The generalized Abel-Plana formula with applications to Bessel functions and Casimir effect

TL;DR

This paper generalizes the Abel-Plana formula to handle complex geometries involving Bessel functions, enabling more efficient and convergent calculations of vacuum expectation values in the Casimir effect across various boundary conditions.

Contribution

The paper introduces a generalized Abel-Plana formula applicable to series over zeros of Bessel function combinations, expanding the method's applicability to complex geometries in Casimir effect calculations.

Findings

Derived summation formulas for series over Bessel function zeros.

Applied the generalized formula to Casimir effect in diverse geometries.
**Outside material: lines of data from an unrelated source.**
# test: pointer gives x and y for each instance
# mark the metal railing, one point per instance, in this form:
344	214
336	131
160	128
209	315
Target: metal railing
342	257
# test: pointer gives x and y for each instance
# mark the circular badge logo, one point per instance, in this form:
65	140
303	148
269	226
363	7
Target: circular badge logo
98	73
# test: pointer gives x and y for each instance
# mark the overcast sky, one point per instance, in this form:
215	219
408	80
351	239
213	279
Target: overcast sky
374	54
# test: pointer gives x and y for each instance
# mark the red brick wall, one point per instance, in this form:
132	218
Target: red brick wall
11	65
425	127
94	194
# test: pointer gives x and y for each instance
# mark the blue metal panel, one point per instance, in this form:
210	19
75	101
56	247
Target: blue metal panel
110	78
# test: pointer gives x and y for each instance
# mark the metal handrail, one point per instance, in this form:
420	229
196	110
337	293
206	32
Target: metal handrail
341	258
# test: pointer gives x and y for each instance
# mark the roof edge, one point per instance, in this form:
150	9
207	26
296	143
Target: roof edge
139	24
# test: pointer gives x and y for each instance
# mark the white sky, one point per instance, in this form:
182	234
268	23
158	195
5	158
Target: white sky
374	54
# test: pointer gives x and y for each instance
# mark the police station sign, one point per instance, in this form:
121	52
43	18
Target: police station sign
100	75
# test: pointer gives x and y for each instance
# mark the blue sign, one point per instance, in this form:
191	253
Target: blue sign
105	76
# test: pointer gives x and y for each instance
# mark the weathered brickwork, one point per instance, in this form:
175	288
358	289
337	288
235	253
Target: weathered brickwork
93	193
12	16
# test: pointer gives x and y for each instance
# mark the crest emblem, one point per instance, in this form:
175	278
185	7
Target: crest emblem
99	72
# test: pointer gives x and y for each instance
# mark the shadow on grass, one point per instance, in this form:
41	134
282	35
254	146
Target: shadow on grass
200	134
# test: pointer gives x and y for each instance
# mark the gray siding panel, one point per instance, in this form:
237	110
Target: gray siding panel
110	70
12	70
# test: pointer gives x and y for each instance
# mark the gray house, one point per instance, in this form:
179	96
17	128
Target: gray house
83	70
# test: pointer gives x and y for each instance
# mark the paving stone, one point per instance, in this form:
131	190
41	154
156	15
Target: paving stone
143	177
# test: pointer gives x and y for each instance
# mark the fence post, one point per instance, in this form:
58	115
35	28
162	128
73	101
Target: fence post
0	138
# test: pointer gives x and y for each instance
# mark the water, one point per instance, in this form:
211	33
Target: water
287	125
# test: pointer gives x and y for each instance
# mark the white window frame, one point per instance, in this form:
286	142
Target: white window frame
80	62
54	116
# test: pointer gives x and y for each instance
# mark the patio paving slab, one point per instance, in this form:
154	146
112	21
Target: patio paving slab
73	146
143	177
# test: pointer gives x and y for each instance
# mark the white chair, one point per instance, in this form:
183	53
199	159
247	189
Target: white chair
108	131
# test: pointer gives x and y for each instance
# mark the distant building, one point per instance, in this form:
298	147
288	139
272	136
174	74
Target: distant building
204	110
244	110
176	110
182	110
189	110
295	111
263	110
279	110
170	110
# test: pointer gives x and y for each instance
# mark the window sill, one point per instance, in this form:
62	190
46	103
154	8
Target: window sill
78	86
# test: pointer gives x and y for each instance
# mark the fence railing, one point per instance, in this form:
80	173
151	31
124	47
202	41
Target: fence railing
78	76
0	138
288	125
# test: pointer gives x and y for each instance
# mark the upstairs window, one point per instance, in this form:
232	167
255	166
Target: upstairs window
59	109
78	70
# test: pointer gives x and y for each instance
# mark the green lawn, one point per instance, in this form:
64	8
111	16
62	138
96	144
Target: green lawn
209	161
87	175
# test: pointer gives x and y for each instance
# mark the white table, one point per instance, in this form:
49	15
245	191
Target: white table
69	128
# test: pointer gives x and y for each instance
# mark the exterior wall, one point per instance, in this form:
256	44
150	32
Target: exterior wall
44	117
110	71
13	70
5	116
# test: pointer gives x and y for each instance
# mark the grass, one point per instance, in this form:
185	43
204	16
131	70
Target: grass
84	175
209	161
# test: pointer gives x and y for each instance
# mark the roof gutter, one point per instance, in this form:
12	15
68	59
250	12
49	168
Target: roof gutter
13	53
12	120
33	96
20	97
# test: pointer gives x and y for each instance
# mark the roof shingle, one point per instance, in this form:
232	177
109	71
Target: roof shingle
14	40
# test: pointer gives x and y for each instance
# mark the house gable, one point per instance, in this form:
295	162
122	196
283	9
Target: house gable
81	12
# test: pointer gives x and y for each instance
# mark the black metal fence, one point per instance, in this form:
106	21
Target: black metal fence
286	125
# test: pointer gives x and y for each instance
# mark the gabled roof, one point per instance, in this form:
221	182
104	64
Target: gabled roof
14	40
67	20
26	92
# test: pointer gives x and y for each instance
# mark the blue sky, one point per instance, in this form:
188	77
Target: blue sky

Simplified renormalization by separating boundary and bulk contributions.

Abstract

One of the most efficient methods for the evaluation of the vacuum expectation values for physical observables in the Casimir effect is based on using the Abel-Plana summation formula. This enables to derive the renormalized quantities in a manifestly cutoff independent way and to present them in the form of strongly convergent integrals. However, applications of the Abel-Plana formula, in its usual form, are restricted by simple geometries when the eigenmodes have a simple dependence on quantum numbers. The author generalized the Abel-Plana formula which essentially enlarges its application range. Based on this generalization, formulae have been obtained for various types of series over the zeros of combinations of Bessel functions and for integrals involving these functions. It has been shown that these results generalize the special cases existing in literature. Further, the derived summation formulae have been used to summarize series arising in the direct mode summation approach to the Casimir effect for spherically and cylindrically symmetric boundaries, for boundaries moving with uniform proper acceleration, and in various braneworld scenarios. This allows to extract from the vacuum expectation values of local physical observables the parts corresponding to the geometry without boundaries and to present the boundary-induced parts in terms of integrals strongly convergent for the points away from the boundaries. As a result, the renormalization procedure for these observables is reduced to the corresponding procedure for bulks without boundaries. The present paper reviews these results. We also aim to collect the results on vacuum expectation values for local physical observables such as the field square and the energy-momentum tensor in manifolds with boundaries for various bulk and boundary geometries.